Components of Fitness
- Body Composition
- Muscle Strength
- Muscle Endurance
- Aerobic Endurance (Cardiovascular)
In order to optimize all of the components of fitness, you should develop a fitness plan based on your personal abilities and current fitness levels. Also, you need to consider any long-term goals (i.e. run a marathon, build muscle, lose weight). Your personalized fitness plan should be a progression to your long-term goals.
Follow Simple Guidelines: Start exercising at a moderate level, five days a week, for a total of 3 hours per week. Mix cardiovascular exercises with weight lifting. You should lift weights two days a week, alternating upper body (arms) and lower body (legs).
Start Small: Walk at least 30 minutes every day. Walking is simple and helps build motivation to begin a more comprehensive fitness plan.
Compete Against Yourself: Never compare yourself to anyone else; only compare yourself from yesterday. Achieving your fitness goals should be a natural progression and comparing your results to others around you will only create discouragement and eventually you might give up on yourself. Don’t do it!
Heart Rate: Become knowledgeable of an appropriate resting heart rate as well as the average maximum heart for your age and body type. Avoid overexertion, as this will cause significant problems in achieving your goals (i.e. plateau your weight loss, injury, stop your exercise plans). The American Heart Association recommends the following heart rate zones.
Optimizing Your Fitness Goals
- Body Composition: In order to lose fat, start with cardiovascular exercises (i.e. running on a treadmill) and eating the appropriate of calories for your current weight (BMR). Also, add circuit training (i.e. Jillian Michael’s videos) to your exercise plan. To change body composition it is important to burn fat.
- Muscle Strength: Strength training (weight lifting) needs to occur at least two days per week for 20 minutes each session. Alternate lower body and upper body exercises. To build a well-toned body (not a body builder body) use lower weights with higher repetition.
- Muscle Endurance: If your job or hobby requires repetitive movements and endurance (i.e. sports, waiting tables, massage therapist), strength training is central to building endurance. Use lower weights with higher repetition. Perform circuit training five days a week.

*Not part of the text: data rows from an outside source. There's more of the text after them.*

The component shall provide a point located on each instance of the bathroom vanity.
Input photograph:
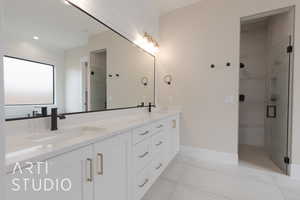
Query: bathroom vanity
(65, 60)
(116, 159)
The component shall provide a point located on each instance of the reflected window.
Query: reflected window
(28, 82)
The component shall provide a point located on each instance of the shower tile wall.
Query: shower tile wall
(253, 83)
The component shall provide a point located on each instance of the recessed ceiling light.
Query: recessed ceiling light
(67, 3)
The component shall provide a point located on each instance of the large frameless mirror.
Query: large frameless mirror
(57, 55)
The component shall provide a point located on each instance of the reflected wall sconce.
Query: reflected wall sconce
(168, 79)
(148, 43)
(144, 81)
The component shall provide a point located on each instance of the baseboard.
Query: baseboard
(208, 155)
(295, 171)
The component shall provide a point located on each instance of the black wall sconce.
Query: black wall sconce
(168, 79)
(144, 81)
(242, 65)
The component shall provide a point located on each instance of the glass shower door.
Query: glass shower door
(277, 108)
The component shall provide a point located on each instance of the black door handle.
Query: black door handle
(271, 111)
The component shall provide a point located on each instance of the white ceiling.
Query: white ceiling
(56, 24)
(166, 6)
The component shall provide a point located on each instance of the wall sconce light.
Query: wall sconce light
(168, 79)
(144, 81)
(148, 43)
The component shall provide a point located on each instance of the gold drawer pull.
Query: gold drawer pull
(89, 165)
(145, 182)
(99, 163)
(159, 166)
(174, 123)
(145, 133)
(160, 143)
(160, 126)
(144, 155)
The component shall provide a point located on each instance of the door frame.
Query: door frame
(292, 10)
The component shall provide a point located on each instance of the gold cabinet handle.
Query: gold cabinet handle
(99, 163)
(145, 182)
(160, 143)
(160, 126)
(144, 133)
(89, 174)
(174, 123)
(159, 166)
(144, 155)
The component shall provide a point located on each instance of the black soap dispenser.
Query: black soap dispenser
(150, 107)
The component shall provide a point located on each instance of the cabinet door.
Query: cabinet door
(67, 176)
(111, 168)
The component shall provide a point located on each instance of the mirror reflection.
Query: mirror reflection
(70, 61)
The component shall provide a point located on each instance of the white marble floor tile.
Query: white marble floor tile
(190, 193)
(161, 190)
(174, 171)
(231, 186)
(187, 179)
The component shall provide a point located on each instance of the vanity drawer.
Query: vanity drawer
(142, 154)
(159, 126)
(139, 134)
(158, 142)
(143, 182)
(157, 166)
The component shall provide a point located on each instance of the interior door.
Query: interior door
(278, 101)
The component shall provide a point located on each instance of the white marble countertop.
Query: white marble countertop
(42, 146)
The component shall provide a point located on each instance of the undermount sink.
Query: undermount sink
(66, 134)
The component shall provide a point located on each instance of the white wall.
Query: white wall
(253, 53)
(32, 50)
(124, 59)
(194, 37)
(2, 138)
(130, 17)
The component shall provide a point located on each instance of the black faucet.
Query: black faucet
(54, 117)
(150, 107)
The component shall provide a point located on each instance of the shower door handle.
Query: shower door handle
(271, 111)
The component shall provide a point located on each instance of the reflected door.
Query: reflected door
(278, 101)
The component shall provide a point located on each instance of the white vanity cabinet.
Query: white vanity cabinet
(121, 167)
(153, 147)
(111, 168)
(67, 176)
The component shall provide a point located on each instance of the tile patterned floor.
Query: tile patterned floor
(186, 179)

- Aerobic Endurance: Cardiovascular exercise should be prominent in your exercise routine especially if you are training for a marathon or have to be on your feet for extended periods of time (i.e. nurse, waiting tables, runner). Muscle endurance and aerobic endurance work together. Start small and work up to the ability to run five miles in one cardio session.
- Flexibility: Performing all the exercises mentioned above will help you start to loosen your muscles. Yoga is a great form of exercise the greatly improves flexibility. Also, significant stretching before and after all exercise is extremely important to avoid injury but also improves flexibility.